El caso es que tampoco aquí hubo negocio, pues 850
kilos se emplearon en un centrocampista trotón como
Acuña, dejando el crucial puesto de delantero a un
jugador con carta de libertad como fue Pier, con el resultado
de todos conocido.
Otro
caso paradigmático fue el de Poyet. En este caso
la renovación ya no era tanto una cuestión
de invertir en un jugador para el futuro, pues el uruguayo
entraba en la última etapa de su carrera, sino más
bien de mantener un valor de gran utilidad deportiva para
el equipo, pero no se le quiso hacer una oferta a principio
de temporada, diciendo que pedía mucho dinero...
un jugador que había sido el peor pagado de la plantilla
durante años... Se dejó que llegará
el Chelsea a hacerle una oferta de esas que no se pueden
rechazar... y total para después pagar 600 kilos
(posiblemente cuatro temporadas de Poyet) en un jugador
de medio pelo como Jamelli para sustituirle. Cosas que no
se entienden.
Hubo
algún caso en el que se hicieron mejor las cosas,
como fue el de Milosevic, a quien se compró por 1.000
y se vendió por 4.000 millones de pesetas, pero aun
entonces se dieron toda clase de plazos y facilidades al
Parma y la inversión fue nula, especialmente en el
puesto de delantero, donde se volvió a traer un jugador
con carta de libertad como Peternac, que estaba ya de vuelta
de todo.
El
caso más reciente ha sido el de David Villa.
Se le trajo de Segunda División con todo por demostrar,
pero no tardó en dejar clara su categoría
metiendo un total de 21 goles en su primera campaña.
Encima se ganó la Copa del Rey ante el Real Madrid,
de modo que el asturiano quedó a la vista de todo
el fútbol español como un valor en alza.
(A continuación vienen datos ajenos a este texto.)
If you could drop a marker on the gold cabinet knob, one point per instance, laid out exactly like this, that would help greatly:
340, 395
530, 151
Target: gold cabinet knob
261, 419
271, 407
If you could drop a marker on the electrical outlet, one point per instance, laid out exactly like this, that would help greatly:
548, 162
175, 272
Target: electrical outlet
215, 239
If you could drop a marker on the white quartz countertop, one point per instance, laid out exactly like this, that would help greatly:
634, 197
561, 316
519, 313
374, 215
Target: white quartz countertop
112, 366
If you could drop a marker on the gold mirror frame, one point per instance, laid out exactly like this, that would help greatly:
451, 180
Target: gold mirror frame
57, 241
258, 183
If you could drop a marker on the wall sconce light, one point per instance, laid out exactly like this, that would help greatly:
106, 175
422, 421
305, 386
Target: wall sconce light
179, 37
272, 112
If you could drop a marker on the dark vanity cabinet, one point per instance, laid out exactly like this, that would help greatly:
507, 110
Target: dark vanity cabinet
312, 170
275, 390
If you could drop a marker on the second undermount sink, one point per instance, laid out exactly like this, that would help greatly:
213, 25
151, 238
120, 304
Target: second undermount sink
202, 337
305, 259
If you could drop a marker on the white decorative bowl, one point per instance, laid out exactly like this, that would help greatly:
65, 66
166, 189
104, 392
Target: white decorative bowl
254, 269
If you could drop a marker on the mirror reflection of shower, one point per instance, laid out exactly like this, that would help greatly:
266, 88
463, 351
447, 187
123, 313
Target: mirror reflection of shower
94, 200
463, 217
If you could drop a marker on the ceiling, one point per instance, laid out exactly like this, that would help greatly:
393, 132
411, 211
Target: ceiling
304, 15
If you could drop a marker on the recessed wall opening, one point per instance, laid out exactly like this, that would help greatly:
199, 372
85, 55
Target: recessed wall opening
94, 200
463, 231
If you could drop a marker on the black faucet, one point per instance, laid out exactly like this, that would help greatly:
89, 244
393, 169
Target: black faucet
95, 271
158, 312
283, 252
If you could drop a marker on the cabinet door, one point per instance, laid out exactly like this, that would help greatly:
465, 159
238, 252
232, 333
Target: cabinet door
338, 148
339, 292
Ese
era el momento de renovarle y ponerle una cláusula
elevada. Pero no. Nuevamente se dijo que tenía contrato
en vigor, que el Real Zaragoza no podía pagar sueldos
astronómicos, lo de siempre.. Villa veía como
Savio y Movilla se llevaban los mejores sueldos, mientras
él, que metía los goles, tenía que
conformarse con su contrato. Y Villa no esperó a
negociar nada, se puso en el mercado y se fue. Y el Real
Zaragoza contentísimo a cobrar sus 12 millones de
euros por un jugador que en pocos meses multiplicó
su valor. Podríamos haber disfrutado de Villa una
campaña más y luego cobrar un dineral inimaginable
en año de Mundial.
Todos
estos casos demuestran que no se ha sabido optimizar los
valores que teníamos en la plantilla para disfrutar
al máximo de su rendimiento deportivo y luego sacarles
partido suficiente para reforzar la plantilla convenientemente.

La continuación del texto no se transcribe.